PEKING/WASHINGTON. Mit der Ankündigung, Zölle auf amerikanische Waren in Höhe von 60 Milliarden US-Dollar zum 1. Juni dieses Jahres zu erheben, hat China auf die von den USA verhängte Erhöhung bereits bestehender Strafzollsätze von zehn auf 25 Prozent reagiert, die seit dem 10. Mai in Kraft ist.

Mit der Ankündigung, Zölle auf amerikanische Waren in Höhe von 60 Milliarden US-Dollar zum 1. Juni dieses Jahres zu erheben, hat China auf die von den USA verhängte Erhöhung bereits bestehender Strafzollsätze von zehn auf 25 Prozent reagiert, die seit dem 10. Mai in Kraft ist. Foto: Official White House Photo by Joyce N. Boghosian

Die Zolltarifkommission des Staatsrates definierte rund 5.000 Produkte wie Lebensmittel, Chemikalien und Autoteile für die dann ab Juni Strafzölle fällig werden. Zollbefreiungsanträge für einen Teil der qualifizierten US-Importe seien möglich hieß es. Für den Rest der US-Importe bleibt der Zollsatz laut Zolltarifkommission des Staatsrates bei fünf Prozent.
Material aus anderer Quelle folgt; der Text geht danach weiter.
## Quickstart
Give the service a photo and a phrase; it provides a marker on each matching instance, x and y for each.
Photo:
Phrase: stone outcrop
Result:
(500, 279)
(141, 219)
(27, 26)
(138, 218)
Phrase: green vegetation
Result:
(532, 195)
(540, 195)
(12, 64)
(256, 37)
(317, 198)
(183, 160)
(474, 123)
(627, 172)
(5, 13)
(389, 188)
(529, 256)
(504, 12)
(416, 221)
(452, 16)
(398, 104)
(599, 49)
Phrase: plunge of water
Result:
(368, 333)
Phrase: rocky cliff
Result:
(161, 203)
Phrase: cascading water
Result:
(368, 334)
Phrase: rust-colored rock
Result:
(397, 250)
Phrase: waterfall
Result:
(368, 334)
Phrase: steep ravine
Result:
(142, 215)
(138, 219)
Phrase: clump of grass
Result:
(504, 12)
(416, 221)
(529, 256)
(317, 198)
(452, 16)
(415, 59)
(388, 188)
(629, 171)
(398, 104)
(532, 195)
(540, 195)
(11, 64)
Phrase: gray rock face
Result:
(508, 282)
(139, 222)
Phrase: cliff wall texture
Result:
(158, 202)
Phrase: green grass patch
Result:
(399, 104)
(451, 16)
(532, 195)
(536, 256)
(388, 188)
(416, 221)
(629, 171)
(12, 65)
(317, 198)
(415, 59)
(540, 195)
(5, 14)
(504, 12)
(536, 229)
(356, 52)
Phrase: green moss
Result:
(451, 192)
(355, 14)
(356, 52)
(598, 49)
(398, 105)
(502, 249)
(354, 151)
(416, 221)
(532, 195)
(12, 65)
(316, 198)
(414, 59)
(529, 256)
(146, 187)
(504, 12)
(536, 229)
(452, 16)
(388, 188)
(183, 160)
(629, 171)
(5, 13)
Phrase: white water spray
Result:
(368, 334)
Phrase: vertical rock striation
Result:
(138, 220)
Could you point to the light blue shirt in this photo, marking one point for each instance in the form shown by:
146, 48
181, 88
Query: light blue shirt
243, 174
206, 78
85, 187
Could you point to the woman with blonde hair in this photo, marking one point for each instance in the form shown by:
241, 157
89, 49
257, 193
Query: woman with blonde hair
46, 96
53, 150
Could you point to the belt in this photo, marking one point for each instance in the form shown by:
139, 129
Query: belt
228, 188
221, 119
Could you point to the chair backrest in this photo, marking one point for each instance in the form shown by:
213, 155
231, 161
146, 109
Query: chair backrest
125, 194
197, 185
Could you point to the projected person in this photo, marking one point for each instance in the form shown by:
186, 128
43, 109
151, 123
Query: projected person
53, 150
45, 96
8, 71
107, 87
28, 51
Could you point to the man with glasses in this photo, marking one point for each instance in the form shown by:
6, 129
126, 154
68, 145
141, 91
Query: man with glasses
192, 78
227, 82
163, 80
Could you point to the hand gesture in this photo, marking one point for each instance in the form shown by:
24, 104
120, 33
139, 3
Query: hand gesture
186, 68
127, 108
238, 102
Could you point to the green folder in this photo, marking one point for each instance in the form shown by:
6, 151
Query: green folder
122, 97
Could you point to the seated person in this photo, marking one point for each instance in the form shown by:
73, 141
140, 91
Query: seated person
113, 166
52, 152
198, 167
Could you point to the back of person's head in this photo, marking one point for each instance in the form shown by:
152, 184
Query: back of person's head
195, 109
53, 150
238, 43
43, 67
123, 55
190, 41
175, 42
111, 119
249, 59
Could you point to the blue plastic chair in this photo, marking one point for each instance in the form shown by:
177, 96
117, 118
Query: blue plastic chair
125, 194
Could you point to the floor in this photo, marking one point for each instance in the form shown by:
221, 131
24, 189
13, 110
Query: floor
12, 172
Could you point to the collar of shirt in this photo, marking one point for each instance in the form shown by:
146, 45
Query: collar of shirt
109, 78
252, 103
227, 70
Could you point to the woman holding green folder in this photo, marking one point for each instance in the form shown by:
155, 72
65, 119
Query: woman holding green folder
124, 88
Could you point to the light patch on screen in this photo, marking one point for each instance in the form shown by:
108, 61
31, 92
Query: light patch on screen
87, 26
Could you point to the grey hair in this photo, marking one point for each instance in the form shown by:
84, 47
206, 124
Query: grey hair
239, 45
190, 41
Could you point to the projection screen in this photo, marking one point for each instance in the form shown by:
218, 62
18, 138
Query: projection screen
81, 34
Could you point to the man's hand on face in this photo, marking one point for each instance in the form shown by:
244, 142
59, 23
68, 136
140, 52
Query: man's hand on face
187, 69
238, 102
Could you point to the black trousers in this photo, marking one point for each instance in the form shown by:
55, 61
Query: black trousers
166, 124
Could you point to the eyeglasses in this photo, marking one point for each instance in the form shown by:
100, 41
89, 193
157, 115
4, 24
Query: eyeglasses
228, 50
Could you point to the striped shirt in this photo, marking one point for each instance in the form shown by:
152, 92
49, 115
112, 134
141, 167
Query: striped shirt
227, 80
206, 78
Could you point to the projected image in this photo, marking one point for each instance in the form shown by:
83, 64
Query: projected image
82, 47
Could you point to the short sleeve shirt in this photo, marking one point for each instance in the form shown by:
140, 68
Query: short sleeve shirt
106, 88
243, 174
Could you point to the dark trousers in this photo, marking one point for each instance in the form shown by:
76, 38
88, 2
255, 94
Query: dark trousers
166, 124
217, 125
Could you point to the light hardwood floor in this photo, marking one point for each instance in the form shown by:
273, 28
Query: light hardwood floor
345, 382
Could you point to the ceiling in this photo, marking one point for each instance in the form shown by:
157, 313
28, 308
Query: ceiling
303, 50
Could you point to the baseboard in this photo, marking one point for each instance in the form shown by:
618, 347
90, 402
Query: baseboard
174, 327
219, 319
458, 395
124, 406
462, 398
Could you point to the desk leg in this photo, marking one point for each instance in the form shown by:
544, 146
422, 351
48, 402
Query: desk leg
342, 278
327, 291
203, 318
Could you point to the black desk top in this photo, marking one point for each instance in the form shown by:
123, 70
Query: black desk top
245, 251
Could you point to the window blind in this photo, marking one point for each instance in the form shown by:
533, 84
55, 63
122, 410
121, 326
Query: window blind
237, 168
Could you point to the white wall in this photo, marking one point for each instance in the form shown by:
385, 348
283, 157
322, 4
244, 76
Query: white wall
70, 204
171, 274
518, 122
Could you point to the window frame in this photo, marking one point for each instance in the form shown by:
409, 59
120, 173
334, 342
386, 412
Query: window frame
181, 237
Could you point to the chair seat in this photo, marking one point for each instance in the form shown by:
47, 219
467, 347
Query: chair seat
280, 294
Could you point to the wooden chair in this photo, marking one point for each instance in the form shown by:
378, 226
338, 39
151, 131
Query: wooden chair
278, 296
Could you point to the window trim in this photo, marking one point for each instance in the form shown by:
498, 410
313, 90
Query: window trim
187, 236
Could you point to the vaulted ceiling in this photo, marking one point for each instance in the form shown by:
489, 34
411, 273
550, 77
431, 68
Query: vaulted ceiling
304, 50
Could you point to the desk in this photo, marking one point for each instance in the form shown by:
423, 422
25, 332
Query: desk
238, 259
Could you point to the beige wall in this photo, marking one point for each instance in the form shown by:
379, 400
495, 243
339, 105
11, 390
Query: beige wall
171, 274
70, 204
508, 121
Seit dem vergangenen Sommer befinden sich die zwei Wirtschaftsmächte in einem Handelskonflikt. Die USA hatten Strafzölle auf Waren aus China in zwei Schritten verhängt. Zunächst wurden 25 Prozent auf chinesische Einfuhren in Höhe von 50 Milliarden US-Dollar fällig. Im September 2018 folgten dann zehn Prozent auf chinesische Einfuhren in Höhe von 200 Milliarden US-Dollar – für diese Tranche wurde jetzt der Zollsatz erhöht. 2018 hatten die USA Waren im Wert von 120 Milliarden US-Dollar nach China exportiert, die mittlerweile mit „Gegenzöllen“ belegt sind. China lieferte Waren für 539 Milliarden US-Dollar in die USA. Trump kündigte an, nun auch für das restliche, noch nicht mit Strafzöllen belegte Einfuhrvolumen eine 25-prozentige Zollerhöhung vorbereiten zu lassen.
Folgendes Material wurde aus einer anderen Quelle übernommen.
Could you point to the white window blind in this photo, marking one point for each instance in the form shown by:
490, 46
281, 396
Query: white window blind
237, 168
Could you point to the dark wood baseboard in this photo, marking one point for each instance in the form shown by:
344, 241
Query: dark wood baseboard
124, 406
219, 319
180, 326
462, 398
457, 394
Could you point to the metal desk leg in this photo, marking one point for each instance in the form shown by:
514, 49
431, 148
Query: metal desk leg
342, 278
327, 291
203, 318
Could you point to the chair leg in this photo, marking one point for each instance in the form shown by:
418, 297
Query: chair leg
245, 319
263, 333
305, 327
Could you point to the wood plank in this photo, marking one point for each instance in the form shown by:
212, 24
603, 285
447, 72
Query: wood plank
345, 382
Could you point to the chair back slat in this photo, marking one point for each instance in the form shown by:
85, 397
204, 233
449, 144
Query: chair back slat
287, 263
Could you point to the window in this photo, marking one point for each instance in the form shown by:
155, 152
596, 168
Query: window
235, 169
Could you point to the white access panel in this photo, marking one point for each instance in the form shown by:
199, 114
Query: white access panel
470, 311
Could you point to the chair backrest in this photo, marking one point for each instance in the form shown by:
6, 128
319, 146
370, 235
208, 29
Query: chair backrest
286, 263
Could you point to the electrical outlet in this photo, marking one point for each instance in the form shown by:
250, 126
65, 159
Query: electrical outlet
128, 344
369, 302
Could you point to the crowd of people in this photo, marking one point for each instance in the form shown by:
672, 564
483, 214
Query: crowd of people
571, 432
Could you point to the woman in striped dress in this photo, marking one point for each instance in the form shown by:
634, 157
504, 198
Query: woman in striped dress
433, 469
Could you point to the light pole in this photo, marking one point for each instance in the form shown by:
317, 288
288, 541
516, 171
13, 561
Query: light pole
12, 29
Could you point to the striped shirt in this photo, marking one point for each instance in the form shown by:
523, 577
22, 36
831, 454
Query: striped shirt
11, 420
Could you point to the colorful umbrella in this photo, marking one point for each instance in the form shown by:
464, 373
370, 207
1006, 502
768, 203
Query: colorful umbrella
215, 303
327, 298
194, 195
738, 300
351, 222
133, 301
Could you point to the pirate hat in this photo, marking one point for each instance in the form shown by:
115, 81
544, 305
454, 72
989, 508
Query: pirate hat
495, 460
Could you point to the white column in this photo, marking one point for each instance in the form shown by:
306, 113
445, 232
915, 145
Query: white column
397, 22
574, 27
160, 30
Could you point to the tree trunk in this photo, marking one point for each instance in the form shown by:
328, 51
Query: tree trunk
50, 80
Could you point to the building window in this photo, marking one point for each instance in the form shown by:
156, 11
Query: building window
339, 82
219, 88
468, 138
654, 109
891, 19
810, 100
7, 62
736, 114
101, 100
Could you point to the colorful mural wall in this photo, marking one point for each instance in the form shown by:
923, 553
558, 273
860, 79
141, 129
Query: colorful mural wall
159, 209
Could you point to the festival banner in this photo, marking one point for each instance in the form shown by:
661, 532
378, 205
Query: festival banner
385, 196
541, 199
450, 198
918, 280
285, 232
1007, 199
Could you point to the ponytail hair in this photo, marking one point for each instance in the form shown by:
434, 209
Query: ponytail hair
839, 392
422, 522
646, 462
Die bilateralen Gespräche zur Beilegung des Handelsstreits – das letzte Treffen fand am 9. und 10. Mai in Washington statt – waren bisher nicht erfolgreich. Diskutiert wurden die Inhalte der nächsten Verhandlungsrunde in Peking, für die aber noch kein Termin genannt wurde. Zumindest will Präsident Trump mit Chinas Staatspräsident Xi Jining am Rande des G20-Gipfels zusammentreffen, der Ende Juni in Osaka stattfindet.